Answer
True
Work Step by Step
The equation $x^{2}=27$ is actually $x^{2}+0x-27=0$. Since $x^{2}+0x-27=0$ is in the standard form of the quadratic equation $ax^{2}+bx+c=0$, it can be solved by the quadratic formula.
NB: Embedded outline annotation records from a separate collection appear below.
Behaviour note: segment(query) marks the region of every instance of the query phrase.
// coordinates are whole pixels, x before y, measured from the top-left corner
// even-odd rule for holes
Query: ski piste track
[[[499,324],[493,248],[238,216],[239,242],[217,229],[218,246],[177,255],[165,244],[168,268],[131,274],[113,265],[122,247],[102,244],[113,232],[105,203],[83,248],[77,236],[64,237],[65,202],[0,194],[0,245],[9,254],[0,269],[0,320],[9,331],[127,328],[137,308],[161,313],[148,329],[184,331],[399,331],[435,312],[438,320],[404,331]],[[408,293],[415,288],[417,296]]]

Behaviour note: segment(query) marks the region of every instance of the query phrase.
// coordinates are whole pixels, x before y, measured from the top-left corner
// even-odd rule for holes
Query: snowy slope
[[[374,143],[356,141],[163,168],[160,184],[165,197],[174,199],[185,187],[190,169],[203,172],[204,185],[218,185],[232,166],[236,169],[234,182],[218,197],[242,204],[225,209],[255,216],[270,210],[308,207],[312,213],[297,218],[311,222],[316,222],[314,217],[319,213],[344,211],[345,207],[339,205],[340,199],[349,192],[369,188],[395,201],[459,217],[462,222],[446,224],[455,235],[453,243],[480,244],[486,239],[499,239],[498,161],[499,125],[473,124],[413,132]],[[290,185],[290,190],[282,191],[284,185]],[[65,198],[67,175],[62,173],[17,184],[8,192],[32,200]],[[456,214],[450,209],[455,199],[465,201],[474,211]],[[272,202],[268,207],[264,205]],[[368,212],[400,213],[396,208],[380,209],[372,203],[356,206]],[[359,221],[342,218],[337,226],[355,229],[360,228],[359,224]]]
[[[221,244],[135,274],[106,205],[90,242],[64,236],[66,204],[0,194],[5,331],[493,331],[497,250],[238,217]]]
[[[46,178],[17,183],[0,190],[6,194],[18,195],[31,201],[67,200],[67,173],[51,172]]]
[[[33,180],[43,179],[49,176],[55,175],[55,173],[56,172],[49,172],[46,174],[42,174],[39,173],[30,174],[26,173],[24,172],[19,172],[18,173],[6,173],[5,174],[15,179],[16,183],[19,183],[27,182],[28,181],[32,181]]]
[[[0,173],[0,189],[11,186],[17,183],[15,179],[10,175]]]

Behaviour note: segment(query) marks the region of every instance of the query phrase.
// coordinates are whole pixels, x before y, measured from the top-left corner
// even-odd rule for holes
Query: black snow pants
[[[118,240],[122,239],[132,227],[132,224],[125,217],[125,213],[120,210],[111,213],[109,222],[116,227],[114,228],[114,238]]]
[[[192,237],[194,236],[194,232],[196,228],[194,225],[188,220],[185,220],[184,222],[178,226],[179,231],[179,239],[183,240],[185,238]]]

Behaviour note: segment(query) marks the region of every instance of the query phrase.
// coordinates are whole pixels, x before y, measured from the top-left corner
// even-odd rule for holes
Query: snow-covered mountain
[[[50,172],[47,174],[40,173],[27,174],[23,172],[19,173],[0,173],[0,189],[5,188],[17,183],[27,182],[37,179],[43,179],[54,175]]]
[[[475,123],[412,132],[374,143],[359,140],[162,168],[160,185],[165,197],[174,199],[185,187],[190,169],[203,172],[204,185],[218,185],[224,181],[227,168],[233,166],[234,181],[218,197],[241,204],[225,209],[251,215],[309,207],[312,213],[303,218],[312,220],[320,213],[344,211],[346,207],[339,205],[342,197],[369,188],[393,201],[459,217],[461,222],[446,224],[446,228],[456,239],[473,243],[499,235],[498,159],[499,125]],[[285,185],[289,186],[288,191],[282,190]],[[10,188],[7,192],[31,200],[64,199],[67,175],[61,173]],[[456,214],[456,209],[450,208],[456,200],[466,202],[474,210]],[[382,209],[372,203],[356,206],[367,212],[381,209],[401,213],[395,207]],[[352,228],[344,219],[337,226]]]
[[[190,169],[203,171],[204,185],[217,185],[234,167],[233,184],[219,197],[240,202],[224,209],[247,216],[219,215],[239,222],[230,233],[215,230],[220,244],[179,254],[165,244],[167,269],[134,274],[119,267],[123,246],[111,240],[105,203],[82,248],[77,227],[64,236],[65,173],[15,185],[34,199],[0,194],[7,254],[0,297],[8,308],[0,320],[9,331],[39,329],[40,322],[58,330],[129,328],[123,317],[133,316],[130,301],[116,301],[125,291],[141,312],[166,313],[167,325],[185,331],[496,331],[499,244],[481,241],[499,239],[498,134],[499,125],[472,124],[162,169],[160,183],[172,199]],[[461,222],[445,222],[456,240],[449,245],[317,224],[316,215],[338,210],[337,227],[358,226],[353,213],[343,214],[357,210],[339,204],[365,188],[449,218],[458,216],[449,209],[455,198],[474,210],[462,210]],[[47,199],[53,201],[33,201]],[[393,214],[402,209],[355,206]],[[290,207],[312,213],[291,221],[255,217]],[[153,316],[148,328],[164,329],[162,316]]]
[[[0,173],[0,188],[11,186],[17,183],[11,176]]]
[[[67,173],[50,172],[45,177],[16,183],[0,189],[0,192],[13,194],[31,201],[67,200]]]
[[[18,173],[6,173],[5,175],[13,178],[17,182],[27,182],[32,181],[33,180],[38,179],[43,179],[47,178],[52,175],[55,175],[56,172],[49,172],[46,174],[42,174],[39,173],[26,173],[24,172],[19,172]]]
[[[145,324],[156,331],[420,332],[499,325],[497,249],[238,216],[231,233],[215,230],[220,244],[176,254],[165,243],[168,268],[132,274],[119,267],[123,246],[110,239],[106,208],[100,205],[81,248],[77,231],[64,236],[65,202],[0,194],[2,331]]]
We now solve this equation through the quadratic formula to illustrate our conclusion:
Step 1: Comparing $x^{2}+0x-27=0$ to the standard form of a quadratic equation $ax^{2}+bx+c=0$, we obtain:
$a=1$, $b=0$, and $c=-27$
Step 2: The quadratic formula is:
$x=\frac{-b \pm \sqrt {b^{2}-4ac}}{2a}$
Step 3: Substituting the values of a,b and c in the formula:
$x=\frac{-(0) \pm \sqrt {(0)^{2}-4(1)(-27)}}{2(1)}$
Step 4: $x=\frac{0 \pm \sqrt {0+108}}{2}$
Step 5: $x=\frac{0 \pm \sqrt {108}}{2}$
Step 6: $x=\frac{\pm \sqrt {36\times3}}{2}$
Step 7: $x=\frac{\pm 6\sqrt 3}{2}$
Step 8: $x=\frac{-6\sqrt 3}{2}$ or $x=\frac{+6\sqrt 3}{2}$
Step 9: $x=-3\sqrt 3$ or $x=3\sqrt 3$
Step 10: Therefore, the solution set is {$-3\sqrt 3, 3\sqrt 3$}.
Therefore, the question statement is true.